Aktualności
Radni PO tłumaczą dlaczego zagłosowali przeciw
powrótWejherowscy opozycyjni radni zwołali we wtorek konferencję prasową, na której przedstawili
powody, jakie były przyczyną braku poparcia dla udzielenia absolutorium prezydentowi Wejherowa.
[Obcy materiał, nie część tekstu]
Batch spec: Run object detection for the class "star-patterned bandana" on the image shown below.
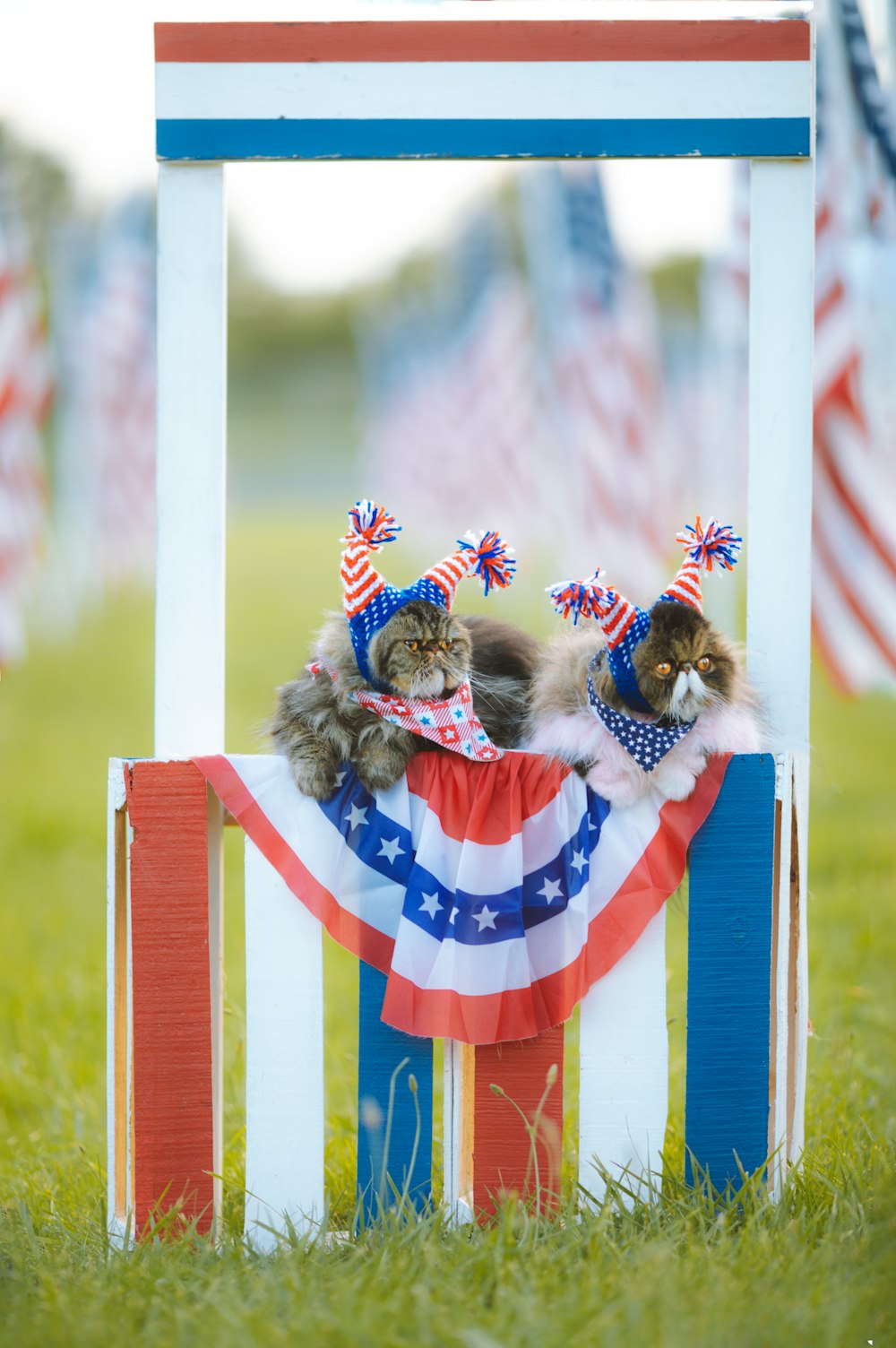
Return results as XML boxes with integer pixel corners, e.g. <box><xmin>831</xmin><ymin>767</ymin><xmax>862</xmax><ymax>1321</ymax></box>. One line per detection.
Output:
<box><xmin>306</xmin><ymin>661</ymin><xmax>504</xmax><ymax>763</ymax></box>
<box><xmin>588</xmin><ymin>669</ymin><xmax>694</xmax><ymax>773</ymax></box>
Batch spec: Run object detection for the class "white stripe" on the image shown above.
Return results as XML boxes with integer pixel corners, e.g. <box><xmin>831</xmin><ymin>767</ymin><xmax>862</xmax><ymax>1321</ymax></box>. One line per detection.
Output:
<box><xmin>156</xmin><ymin>61</ymin><xmax>811</xmax><ymax>121</ymax></box>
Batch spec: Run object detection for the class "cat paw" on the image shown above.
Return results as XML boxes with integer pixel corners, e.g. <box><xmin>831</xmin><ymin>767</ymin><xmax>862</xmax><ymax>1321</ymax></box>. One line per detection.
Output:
<box><xmin>289</xmin><ymin>759</ymin><xmax>338</xmax><ymax>800</ymax></box>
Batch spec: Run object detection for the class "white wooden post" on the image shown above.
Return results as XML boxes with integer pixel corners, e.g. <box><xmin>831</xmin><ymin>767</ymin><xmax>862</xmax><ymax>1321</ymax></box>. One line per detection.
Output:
<box><xmin>155</xmin><ymin>163</ymin><xmax>227</xmax><ymax>759</ymax></box>
<box><xmin>578</xmin><ymin>909</ymin><xmax>668</xmax><ymax>1206</ymax></box>
<box><xmin>155</xmin><ymin>163</ymin><xmax>228</xmax><ymax>1234</ymax></box>
<box><xmin>246</xmin><ymin>837</ymin><xmax>323</xmax><ymax>1249</ymax></box>
<box><xmin>746</xmin><ymin>159</ymin><xmax>815</xmax><ymax>751</ymax></box>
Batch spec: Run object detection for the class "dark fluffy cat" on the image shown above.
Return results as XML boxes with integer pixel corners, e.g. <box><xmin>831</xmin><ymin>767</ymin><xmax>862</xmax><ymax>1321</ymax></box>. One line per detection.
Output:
<box><xmin>271</xmin><ymin>600</ymin><xmax>540</xmax><ymax>799</ymax></box>
<box><xmin>525</xmin><ymin>601</ymin><xmax>762</xmax><ymax>805</ymax></box>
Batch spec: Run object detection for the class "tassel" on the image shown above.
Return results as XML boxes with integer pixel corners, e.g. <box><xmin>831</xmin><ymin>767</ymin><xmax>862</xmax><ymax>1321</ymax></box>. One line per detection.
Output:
<box><xmin>342</xmin><ymin>501</ymin><xmax>401</xmax><ymax>553</ymax></box>
<box><xmin>458</xmin><ymin>529</ymin><xmax>516</xmax><ymax>594</ymax></box>
<box><xmin>675</xmin><ymin>515</ymin><xmax>744</xmax><ymax>572</ymax></box>
<box><xmin>547</xmin><ymin>567</ymin><xmax>616</xmax><ymax>626</ymax></box>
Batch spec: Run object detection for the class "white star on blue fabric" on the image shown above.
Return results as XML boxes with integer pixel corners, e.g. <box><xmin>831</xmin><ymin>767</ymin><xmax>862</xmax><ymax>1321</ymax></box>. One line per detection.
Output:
<box><xmin>376</xmin><ymin>838</ymin><xmax>404</xmax><ymax>861</ymax></box>
<box><xmin>536</xmin><ymin>877</ymin><xmax>564</xmax><ymax>903</ymax></box>
<box><xmin>345</xmin><ymin>805</ymin><xmax>369</xmax><ymax>829</ymax></box>
<box><xmin>420</xmin><ymin>893</ymin><xmax>444</xmax><ymax>918</ymax></box>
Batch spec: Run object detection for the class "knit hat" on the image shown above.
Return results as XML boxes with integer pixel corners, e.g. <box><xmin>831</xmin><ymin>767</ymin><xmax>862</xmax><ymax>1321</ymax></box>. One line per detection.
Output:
<box><xmin>340</xmin><ymin>501</ymin><xmax>516</xmax><ymax>687</ymax></box>
<box><xmin>548</xmin><ymin>515</ymin><xmax>743</xmax><ymax>712</ymax></box>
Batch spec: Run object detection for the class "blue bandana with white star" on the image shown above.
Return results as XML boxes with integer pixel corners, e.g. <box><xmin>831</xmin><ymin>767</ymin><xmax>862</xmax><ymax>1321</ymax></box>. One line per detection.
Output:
<box><xmin>588</xmin><ymin>669</ymin><xmax>694</xmax><ymax>773</ymax></box>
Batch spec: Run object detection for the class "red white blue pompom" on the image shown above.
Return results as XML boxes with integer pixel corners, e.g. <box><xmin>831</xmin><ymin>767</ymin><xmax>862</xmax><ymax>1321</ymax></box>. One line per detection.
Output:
<box><xmin>547</xmin><ymin>567</ymin><xmax>616</xmax><ymax>626</ymax></box>
<box><xmin>675</xmin><ymin>515</ymin><xmax>744</xmax><ymax>572</ymax></box>
<box><xmin>458</xmin><ymin>529</ymin><xmax>516</xmax><ymax>594</ymax></box>
<box><xmin>342</xmin><ymin>501</ymin><xmax>401</xmax><ymax>553</ymax></box>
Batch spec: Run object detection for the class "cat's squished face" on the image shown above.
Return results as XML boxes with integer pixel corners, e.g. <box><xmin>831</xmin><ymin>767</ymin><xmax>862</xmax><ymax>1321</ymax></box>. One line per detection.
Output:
<box><xmin>632</xmin><ymin>600</ymin><xmax>737</xmax><ymax>722</ymax></box>
<box><xmin>368</xmin><ymin>600</ymin><xmax>471</xmax><ymax>700</ymax></box>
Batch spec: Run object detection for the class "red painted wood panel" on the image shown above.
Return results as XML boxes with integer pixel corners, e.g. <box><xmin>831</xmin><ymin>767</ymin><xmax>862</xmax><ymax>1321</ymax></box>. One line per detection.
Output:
<box><xmin>155</xmin><ymin>19</ymin><xmax>810</xmax><ymax>62</ymax></box>
<box><xmin>125</xmin><ymin>762</ymin><xmax>214</xmax><ymax>1232</ymax></box>
<box><xmin>473</xmin><ymin>1024</ymin><xmax>564</xmax><ymax>1222</ymax></box>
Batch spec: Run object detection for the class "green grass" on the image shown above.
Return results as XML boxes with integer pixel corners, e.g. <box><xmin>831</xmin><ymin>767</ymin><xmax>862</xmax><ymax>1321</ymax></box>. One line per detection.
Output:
<box><xmin>0</xmin><ymin>518</ymin><xmax>896</xmax><ymax>1348</ymax></box>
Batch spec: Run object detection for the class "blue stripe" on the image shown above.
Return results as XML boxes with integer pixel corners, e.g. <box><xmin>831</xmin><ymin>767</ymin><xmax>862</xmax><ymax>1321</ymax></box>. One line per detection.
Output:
<box><xmin>156</xmin><ymin>117</ymin><xmax>810</xmax><ymax>159</ymax></box>
<box><xmin>685</xmin><ymin>754</ymin><xmax>775</xmax><ymax>1190</ymax></box>
<box><xmin>357</xmin><ymin>960</ymin><xmax>433</xmax><ymax>1224</ymax></box>
<box><xmin>318</xmin><ymin>763</ymin><xmax>610</xmax><ymax>945</ymax></box>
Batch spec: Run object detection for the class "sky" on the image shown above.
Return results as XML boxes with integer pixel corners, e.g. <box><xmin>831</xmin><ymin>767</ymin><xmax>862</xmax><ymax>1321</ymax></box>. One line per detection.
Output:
<box><xmin>0</xmin><ymin>0</ymin><xmax>732</xmax><ymax>291</ymax></box>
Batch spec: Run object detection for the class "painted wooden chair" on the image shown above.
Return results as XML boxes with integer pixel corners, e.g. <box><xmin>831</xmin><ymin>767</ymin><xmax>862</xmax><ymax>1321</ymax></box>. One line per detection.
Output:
<box><xmin>108</xmin><ymin>0</ymin><xmax>814</xmax><ymax>1246</ymax></box>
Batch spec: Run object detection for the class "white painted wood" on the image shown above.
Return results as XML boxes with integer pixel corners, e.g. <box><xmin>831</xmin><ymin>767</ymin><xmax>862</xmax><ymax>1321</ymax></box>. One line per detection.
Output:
<box><xmin>770</xmin><ymin>754</ymin><xmax>794</xmax><ymax>1198</ymax></box>
<box><xmin>788</xmin><ymin>754</ymin><xmax>808</xmax><ymax>1164</ymax></box>
<box><xmin>155</xmin><ymin>164</ymin><xmax>227</xmax><ymax>759</ymax></box>
<box><xmin>156</xmin><ymin>61</ymin><xmax>811</xmax><ymax>120</ymax></box>
<box><xmin>580</xmin><ymin>909</ymin><xmax>668</xmax><ymax>1206</ymax></box>
<box><xmin>246</xmin><ymin>838</ymin><xmax>323</xmax><ymax>1249</ymax></box>
<box><xmin>442</xmin><ymin>1040</ymin><xmax>473</xmax><ymax>1227</ymax></box>
<box><xmin>206</xmin><ymin>786</ymin><xmax>224</xmax><ymax>1235</ymax></box>
<box><xmin>746</xmin><ymin>160</ymin><xmax>815</xmax><ymax>749</ymax></box>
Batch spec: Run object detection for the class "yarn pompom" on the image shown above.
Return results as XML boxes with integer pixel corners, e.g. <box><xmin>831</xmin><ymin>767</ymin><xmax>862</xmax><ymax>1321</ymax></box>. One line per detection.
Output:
<box><xmin>547</xmin><ymin>569</ymin><xmax>616</xmax><ymax>626</ymax></box>
<box><xmin>458</xmin><ymin>529</ymin><xmax>516</xmax><ymax>594</ymax></box>
<box><xmin>675</xmin><ymin>515</ymin><xmax>744</xmax><ymax>572</ymax></box>
<box><xmin>342</xmin><ymin>501</ymin><xmax>401</xmax><ymax>553</ymax></box>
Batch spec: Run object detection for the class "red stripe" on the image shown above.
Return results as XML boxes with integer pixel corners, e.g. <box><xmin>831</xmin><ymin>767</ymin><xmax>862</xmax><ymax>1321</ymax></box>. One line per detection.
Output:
<box><xmin>815</xmin><ymin>428</ymin><xmax>896</xmax><ymax>580</ymax></box>
<box><xmin>193</xmin><ymin>754</ymin><xmax>395</xmax><ymax>973</ymax></box>
<box><xmin>383</xmin><ymin>755</ymin><xmax>730</xmax><ymax>1043</ymax></box>
<box><xmin>471</xmin><ymin>1024</ymin><xmax>564</xmax><ymax>1222</ymax></box>
<box><xmin>124</xmin><ymin>762</ymin><xmax>214</xmax><ymax>1232</ymax></box>
<box><xmin>155</xmin><ymin>19</ymin><xmax>810</xmax><ymax>62</ymax></box>
<box><xmin>407</xmin><ymin>754</ymin><xmax>572</xmax><ymax>845</ymax></box>
<box><xmin>813</xmin><ymin>506</ymin><xmax>896</xmax><ymax>674</ymax></box>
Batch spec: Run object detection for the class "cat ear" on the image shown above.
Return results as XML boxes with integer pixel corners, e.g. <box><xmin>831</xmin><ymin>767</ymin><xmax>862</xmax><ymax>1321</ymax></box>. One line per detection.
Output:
<box><xmin>660</xmin><ymin>515</ymin><xmax>743</xmax><ymax>613</ymax></box>
<box><xmin>418</xmin><ymin>529</ymin><xmax>516</xmax><ymax>609</ymax></box>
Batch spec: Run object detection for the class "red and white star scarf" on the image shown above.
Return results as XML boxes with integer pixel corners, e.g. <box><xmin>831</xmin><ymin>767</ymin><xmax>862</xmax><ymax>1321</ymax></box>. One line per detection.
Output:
<box><xmin>306</xmin><ymin>661</ymin><xmax>504</xmax><ymax>763</ymax></box>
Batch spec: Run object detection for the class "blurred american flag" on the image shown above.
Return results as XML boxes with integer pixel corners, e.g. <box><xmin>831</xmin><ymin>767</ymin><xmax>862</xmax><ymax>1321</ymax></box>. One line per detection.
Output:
<box><xmin>0</xmin><ymin>179</ymin><xmax>53</xmax><ymax>667</ymax></box>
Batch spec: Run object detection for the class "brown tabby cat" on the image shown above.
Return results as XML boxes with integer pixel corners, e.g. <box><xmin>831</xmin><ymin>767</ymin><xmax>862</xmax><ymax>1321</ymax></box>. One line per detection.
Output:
<box><xmin>271</xmin><ymin>600</ymin><xmax>540</xmax><ymax>800</ymax></box>
<box><xmin>524</xmin><ymin>601</ymin><xmax>764</xmax><ymax>806</ymax></box>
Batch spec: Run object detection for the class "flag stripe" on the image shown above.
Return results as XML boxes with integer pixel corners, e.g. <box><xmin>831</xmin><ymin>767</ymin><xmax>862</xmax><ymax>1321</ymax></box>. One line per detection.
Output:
<box><xmin>156</xmin><ymin>117</ymin><xmax>810</xmax><ymax>160</ymax></box>
<box><xmin>155</xmin><ymin>19</ymin><xmax>811</xmax><ymax>64</ymax></box>
<box><xmin>156</xmin><ymin>61</ymin><xmax>811</xmax><ymax>121</ymax></box>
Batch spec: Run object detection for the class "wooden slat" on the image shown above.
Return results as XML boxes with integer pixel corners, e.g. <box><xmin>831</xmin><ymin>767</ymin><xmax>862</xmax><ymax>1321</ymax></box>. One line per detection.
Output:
<box><xmin>357</xmin><ymin>961</ymin><xmax>433</xmax><ymax>1223</ymax></box>
<box><xmin>107</xmin><ymin>759</ymin><xmax>131</xmax><ymax>1244</ymax></box>
<box><xmin>126</xmin><ymin>760</ymin><xmax>214</xmax><ymax>1233</ymax></box>
<box><xmin>246</xmin><ymin>837</ymin><xmax>323</xmax><ymax>1249</ymax></box>
<box><xmin>473</xmin><ymin>1024</ymin><xmax>564</xmax><ymax>1222</ymax></box>
<box><xmin>580</xmin><ymin>909</ymin><xmax>668</xmax><ymax>1206</ymax></box>
<box><xmin>685</xmin><ymin>754</ymin><xmax>775</xmax><ymax>1190</ymax></box>
<box><xmin>155</xmin><ymin>164</ymin><xmax>227</xmax><ymax>759</ymax></box>
<box><xmin>155</xmin><ymin>19</ymin><xmax>810</xmax><ymax>62</ymax></box>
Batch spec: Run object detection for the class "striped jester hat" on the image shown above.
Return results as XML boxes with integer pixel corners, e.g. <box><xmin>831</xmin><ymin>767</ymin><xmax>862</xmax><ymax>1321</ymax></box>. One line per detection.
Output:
<box><xmin>340</xmin><ymin>501</ymin><xmax>516</xmax><ymax>687</ymax></box>
<box><xmin>548</xmin><ymin>515</ymin><xmax>743</xmax><ymax>712</ymax></box>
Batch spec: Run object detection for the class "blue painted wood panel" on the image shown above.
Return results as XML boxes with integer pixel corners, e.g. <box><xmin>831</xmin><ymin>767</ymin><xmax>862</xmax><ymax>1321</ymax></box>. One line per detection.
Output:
<box><xmin>156</xmin><ymin>117</ymin><xmax>811</xmax><ymax>159</ymax></box>
<box><xmin>357</xmin><ymin>960</ymin><xmax>433</xmax><ymax>1223</ymax></box>
<box><xmin>685</xmin><ymin>754</ymin><xmax>775</xmax><ymax>1190</ymax></box>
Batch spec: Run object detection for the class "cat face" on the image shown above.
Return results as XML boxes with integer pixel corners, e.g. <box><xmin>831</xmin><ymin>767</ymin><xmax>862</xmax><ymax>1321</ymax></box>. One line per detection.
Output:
<box><xmin>632</xmin><ymin>600</ymin><xmax>737</xmax><ymax>722</ymax></box>
<box><xmin>368</xmin><ymin>600</ymin><xmax>471</xmax><ymax>698</ymax></box>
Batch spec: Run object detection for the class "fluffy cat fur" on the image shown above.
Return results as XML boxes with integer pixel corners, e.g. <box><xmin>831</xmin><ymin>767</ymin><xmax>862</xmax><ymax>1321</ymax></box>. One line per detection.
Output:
<box><xmin>524</xmin><ymin>601</ymin><xmax>764</xmax><ymax>806</ymax></box>
<box><xmin>271</xmin><ymin>600</ymin><xmax>540</xmax><ymax>800</ymax></box>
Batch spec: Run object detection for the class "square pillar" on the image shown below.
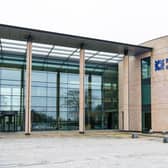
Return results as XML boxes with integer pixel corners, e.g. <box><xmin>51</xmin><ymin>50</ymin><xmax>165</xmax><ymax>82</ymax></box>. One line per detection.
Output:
<box><xmin>25</xmin><ymin>37</ymin><xmax>32</xmax><ymax>135</ymax></box>
<box><xmin>79</xmin><ymin>48</ymin><xmax>85</xmax><ymax>134</ymax></box>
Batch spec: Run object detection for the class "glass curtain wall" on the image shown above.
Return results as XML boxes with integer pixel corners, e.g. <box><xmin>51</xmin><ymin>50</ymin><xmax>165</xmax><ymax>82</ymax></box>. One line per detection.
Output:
<box><xmin>0</xmin><ymin>50</ymin><xmax>118</xmax><ymax>131</ymax></box>
<box><xmin>141</xmin><ymin>57</ymin><xmax>151</xmax><ymax>132</ymax></box>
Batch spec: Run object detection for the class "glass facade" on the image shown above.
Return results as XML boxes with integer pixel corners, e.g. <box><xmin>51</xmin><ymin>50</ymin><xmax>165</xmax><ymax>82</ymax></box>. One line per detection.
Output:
<box><xmin>141</xmin><ymin>57</ymin><xmax>151</xmax><ymax>132</ymax></box>
<box><xmin>0</xmin><ymin>50</ymin><xmax>118</xmax><ymax>131</ymax></box>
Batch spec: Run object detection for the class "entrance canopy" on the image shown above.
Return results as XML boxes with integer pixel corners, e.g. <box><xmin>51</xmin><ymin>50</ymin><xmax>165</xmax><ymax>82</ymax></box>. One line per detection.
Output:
<box><xmin>0</xmin><ymin>24</ymin><xmax>152</xmax><ymax>63</ymax></box>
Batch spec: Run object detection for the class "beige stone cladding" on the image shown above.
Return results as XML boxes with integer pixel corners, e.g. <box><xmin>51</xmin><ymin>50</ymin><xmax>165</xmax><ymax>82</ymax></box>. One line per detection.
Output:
<box><xmin>143</xmin><ymin>36</ymin><xmax>168</xmax><ymax>132</ymax></box>
<box><xmin>119</xmin><ymin>53</ymin><xmax>151</xmax><ymax>131</ymax></box>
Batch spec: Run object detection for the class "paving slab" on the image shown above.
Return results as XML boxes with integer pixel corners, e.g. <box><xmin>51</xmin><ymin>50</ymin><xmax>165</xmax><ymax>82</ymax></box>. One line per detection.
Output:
<box><xmin>0</xmin><ymin>135</ymin><xmax>168</xmax><ymax>168</ymax></box>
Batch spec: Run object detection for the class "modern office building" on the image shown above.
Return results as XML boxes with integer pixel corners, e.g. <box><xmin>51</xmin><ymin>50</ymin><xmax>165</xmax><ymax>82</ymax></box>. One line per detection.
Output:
<box><xmin>0</xmin><ymin>24</ymin><xmax>168</xmax><ymax>134</ymax></box>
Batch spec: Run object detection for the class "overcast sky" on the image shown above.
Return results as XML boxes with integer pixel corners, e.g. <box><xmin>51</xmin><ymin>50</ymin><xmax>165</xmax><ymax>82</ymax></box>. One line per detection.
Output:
<box><xmin>0</xmin><ymin>0</ymin><xmax>168</xmax><ymax>44</ymax></box>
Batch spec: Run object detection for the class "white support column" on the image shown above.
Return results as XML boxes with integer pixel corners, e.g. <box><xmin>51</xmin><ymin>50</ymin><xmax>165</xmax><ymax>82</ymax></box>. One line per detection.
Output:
<box><xmin>25</xmin><ymin>37</ymin><xmax>32</xmax><ymax>135</ymax></box>
<box><xmin>79</xmin><ymin>48</ymin><xmax>85</xmax><ymax>133</ymax></box>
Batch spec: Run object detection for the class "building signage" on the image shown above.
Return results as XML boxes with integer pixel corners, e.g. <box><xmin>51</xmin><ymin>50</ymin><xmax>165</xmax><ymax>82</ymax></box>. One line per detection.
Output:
<box><xmin>155</xmin><ymin>58</ymin><xmax>168</xmax><ymax>71</ymax></box>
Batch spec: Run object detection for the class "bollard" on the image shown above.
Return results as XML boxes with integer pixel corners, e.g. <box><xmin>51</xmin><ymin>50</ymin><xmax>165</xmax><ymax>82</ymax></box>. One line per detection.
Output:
<box><xmin>163</xmin><ymin>136</ymin><xmax>168</xmax><ymax>143</ymax></box>
<box><xmin>132</xmin><ymin>133</ymin><xmax>138</xmax><ymax>139</ymax></box>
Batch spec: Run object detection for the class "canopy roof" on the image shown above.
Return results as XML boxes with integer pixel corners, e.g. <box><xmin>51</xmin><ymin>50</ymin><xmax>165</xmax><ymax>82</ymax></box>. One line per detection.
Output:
<box><xmin>0</xmin><ymin>24</ymin><xmax>152</xmax><ymax>63</ymax></box>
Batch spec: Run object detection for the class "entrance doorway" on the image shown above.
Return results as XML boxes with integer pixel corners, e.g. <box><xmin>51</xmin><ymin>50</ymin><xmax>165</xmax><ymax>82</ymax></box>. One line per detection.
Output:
<box><xmin>0</xmin><ymin>111</ymin><xmax>17</xmax><ymax>132</ymax></box>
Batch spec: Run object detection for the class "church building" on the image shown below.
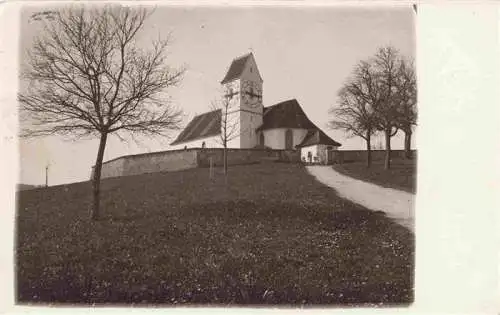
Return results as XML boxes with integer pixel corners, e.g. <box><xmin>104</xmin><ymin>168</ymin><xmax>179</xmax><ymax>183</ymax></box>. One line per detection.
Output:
<box><xmin>171</xmin><ymin>53</ymin><xmax>341</xmax><ymax>163</ymax></box>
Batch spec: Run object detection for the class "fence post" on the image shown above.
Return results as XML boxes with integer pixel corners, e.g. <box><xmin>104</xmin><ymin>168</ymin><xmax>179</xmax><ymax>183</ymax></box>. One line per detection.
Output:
<box><xmin>209</xmin><ymin>157</ymin><xmax>214</xmax><ymax>179</ymax></box>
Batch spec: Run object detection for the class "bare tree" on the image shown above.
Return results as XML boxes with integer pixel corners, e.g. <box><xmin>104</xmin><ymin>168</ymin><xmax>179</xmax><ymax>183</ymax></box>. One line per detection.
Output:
<box><xmin>19</xmin><ymin>6</ymin><xmax>188</xmax><ymax>219</ymax></box>
<box><xmin>396</xmin><ymin>59</ymin><xmax>417</xmax><ymax>159</ymax></box>
<box><xmin>371</xmin><ymin>46</ymin><xmax>401</xmax><ymax>169</ymax></box>
<box><xmin>329</xmin><ymin>61</ymin><xmax>379</xmax><ymax>167</ymax></box>
<box><xmin>211</xmin><ymin>87</ymin><xmax>240</xmax><ymax>175</ymax></box>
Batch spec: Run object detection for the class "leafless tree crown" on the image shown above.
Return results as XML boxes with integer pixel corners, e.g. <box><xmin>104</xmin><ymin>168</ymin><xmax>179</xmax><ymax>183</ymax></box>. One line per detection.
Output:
<box><xmin>19</xmin><ymin>6</ymin><xmax>188</xmax><ymax>137</ymax></box>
Głównym wątkiem spotkania radnych PO oraz kierowców były kamery nad skrzyżowaniem
ulicy Gdańskiej z Orzeszkową. Opozycja zadaje pytanie czy wystawione w tym miejscu mandaty są
legalne. Oprócz tego radni dotarli do dokumentów z których wynika, że to nie GDDKiA jak mówi
prezydent wnioskowała o montaż wideo rejestratora, a sam prezydent.
- Podkreślaliśmy
wczoraj kilkukrotnie, że nie kto inny tylko prezydent miasta Wejherowa wnioskował o montaż kamer
na ulicy Orzeszkowej w Wejherowie, oburzyły nas w dniu wczorajszym próby spychania na GDDKiA albo
na inne instytucje z Gdańska czy z Warszawy odpowiedzialności za montaż tych kamer – informuje
Jacek Gafka, radny PO.
Podczas absolutoryjnej sesji prezydent, Krzysztof
Hildebrandt mówił, że to GDDKiA wnioskowała o montaż kamer nad felernym dziś skrzyżowaniu. Na
konferencji radni przedstawili argumenty ekonomiczne, nie wykonania wydatków w kwocie ponad 10
mln zł, czyli t 6,36 całkowitych planowanych wydatków. Radni PO zwracają również uwagę na wydatki
miasta na prasę i telewizję, która funkcjonuje w ratuszu.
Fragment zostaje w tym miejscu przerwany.